2012/12/31

2012 12 31 HISTORIQUE DE L'UNIVERSITE INTEGRALE 2008 2012

Les journées de l’Université intégrale de 2008 a 2012

Pourquoi l’Université intégrale ?


Nous vivons une période de grands changements, avec un progrès des techniques considérable et une mondialisation de la pensée et de la vie humaine, notamment aux niveaux commercial, culturel et politique. Des civilisations qui ne se connaissaient pas et qui se développaient indépendamment les unes des autres sont amenées à vivre ensemble, pour le meilleur et pour le pire. Par le biais de transports de plus en plus rapides et de réseaux informatiques qui recouvrent toute la planète, l’homme a virtuellement accès à toutes les connaissances de l’humanité. Cette richesse de connaissance et de rencontres prend place dans un contexte de crise civilisationnelle, qui se décline notamment sur les plans écologique, social et économique, mettant sérieusement en question la survie de l’humanité.
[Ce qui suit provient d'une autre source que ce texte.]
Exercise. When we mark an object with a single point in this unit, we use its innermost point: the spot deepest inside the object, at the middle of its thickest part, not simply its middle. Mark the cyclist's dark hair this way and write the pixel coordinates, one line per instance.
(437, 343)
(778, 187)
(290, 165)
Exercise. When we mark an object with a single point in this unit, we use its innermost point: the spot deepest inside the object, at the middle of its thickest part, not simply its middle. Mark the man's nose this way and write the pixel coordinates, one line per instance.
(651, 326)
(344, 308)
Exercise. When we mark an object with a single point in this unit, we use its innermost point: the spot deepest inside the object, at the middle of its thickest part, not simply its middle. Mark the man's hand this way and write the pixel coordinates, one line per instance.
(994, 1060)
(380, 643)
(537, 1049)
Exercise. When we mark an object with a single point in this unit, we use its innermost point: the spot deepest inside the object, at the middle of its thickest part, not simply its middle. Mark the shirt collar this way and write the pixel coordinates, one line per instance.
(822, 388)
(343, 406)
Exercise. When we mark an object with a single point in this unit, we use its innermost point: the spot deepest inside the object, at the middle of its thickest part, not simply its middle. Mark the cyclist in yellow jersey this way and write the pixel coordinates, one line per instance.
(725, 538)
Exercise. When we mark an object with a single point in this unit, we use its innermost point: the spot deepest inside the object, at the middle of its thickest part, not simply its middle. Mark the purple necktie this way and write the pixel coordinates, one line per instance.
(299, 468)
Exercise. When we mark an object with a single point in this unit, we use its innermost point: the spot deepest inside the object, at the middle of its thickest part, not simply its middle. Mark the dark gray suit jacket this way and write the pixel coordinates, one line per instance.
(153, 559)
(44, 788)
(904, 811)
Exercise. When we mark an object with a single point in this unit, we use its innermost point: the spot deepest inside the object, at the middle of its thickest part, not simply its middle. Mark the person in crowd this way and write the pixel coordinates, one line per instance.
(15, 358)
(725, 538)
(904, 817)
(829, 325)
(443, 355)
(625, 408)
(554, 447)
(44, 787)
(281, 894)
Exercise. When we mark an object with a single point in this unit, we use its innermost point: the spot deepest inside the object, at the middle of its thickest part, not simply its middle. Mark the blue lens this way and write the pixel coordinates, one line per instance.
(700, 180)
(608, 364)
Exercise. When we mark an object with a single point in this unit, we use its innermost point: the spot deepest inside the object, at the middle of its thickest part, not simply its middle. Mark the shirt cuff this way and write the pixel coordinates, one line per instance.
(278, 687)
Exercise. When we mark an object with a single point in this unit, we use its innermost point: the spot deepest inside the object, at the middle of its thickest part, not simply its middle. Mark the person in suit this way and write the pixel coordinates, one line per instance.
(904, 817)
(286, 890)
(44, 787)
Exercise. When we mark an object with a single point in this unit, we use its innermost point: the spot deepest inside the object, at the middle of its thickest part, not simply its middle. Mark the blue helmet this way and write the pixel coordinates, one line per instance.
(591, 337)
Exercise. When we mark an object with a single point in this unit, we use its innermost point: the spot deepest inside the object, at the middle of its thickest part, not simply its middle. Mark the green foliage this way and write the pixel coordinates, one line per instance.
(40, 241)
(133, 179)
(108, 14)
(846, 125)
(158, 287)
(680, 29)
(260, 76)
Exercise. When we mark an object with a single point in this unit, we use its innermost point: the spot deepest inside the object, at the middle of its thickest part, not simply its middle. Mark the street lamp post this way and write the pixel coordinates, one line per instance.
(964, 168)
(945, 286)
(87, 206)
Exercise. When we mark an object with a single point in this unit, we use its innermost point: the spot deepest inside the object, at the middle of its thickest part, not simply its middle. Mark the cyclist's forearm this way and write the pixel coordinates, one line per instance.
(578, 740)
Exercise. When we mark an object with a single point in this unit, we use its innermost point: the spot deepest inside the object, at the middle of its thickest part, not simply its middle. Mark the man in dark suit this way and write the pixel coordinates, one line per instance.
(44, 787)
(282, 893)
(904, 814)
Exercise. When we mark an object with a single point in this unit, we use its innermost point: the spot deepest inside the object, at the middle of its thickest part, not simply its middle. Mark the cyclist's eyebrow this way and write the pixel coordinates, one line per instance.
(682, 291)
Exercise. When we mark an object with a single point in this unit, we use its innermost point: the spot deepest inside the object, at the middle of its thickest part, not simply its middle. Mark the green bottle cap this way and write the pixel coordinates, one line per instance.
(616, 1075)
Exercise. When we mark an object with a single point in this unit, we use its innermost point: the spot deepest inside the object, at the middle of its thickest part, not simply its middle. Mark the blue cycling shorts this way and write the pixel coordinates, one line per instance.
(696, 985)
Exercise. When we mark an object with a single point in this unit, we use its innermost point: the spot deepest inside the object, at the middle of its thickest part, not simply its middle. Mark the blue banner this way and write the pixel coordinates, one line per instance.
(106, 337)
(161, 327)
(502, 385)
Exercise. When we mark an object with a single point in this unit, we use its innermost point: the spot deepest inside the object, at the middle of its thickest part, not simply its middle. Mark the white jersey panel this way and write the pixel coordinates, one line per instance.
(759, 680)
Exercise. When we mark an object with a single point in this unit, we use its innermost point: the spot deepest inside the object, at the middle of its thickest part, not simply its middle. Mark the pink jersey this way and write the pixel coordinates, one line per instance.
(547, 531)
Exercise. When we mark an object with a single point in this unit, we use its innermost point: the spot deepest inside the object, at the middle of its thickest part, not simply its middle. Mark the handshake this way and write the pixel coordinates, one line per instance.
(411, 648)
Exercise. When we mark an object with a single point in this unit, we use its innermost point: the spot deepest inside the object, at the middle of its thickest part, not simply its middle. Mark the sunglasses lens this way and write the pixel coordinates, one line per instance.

L’approche intégrale entend à la fois répondre aux grands défis qui se présentent à l’humanité et annoncer l’émergence d’une nouvelle pensée au niveau planétaire, ouverte aux différences culturelles et au dialogue entre les civilisations. Ervin Laszlo, le fondateur au niveau international du Club de Budapest, est reconnu comme un des initiateurs de l’évolution de la théorie des systèmes, la systémique, vers une approche plus intégrale. En créant l’Université intégrale à Paris, notre souhait était, premièrement, de faire mieux connaître l’approche intégrale en France où elle était restée encore relativement méconnue et, deuxièmement, de mettre en perspective les travaux d’Ervin Laszlo en les replaçant dans le contexte plus large des autres chercheurs de ce domaine. Nous nous sommes intéressés plus particulièrement, en France, aux travaux de Jean-Éric Aubert, Carine Dartiguepeyrou, Thierry Gaudin, Jacques Lesourne, Bruno Marion, Edgar Morin, Michel Saloff-Coste, Jean Staune et, dans le monde, aux travaux de Sri Aurobindo, Teilhard de Chardin, Ken Wilber, Don Beck et Steve McIntosh.
Les premiers travaux de l’Université intégrale

La première journée de l’Université intégrale le 28 février 2008 a eu pour thème :


« Qu’est-ce que l’approche intégrale ? »


Lors de cette journée, nous avons explicité ce que nous entendons par l’approche intégrale. Pour cela nous avons fait référence et nous avons utilisé les trois grands types d’entrées utilisés dans tout travail encyclopédique : nous avons premièrement attiré l’attention sur des concepts et des notions qui nous paraissent structurer l’approche intégrale ; deuxièmement, nous avons nommé un certain nombre d’auteurs reconnus pour avoir apporté des éléments essentiels à l’approche intégrale ; troisièmement, nous avons constitué une liste de lieux emblématiques où l’approche intégrale depuis un siècle s’est développée d’une manière singulière. 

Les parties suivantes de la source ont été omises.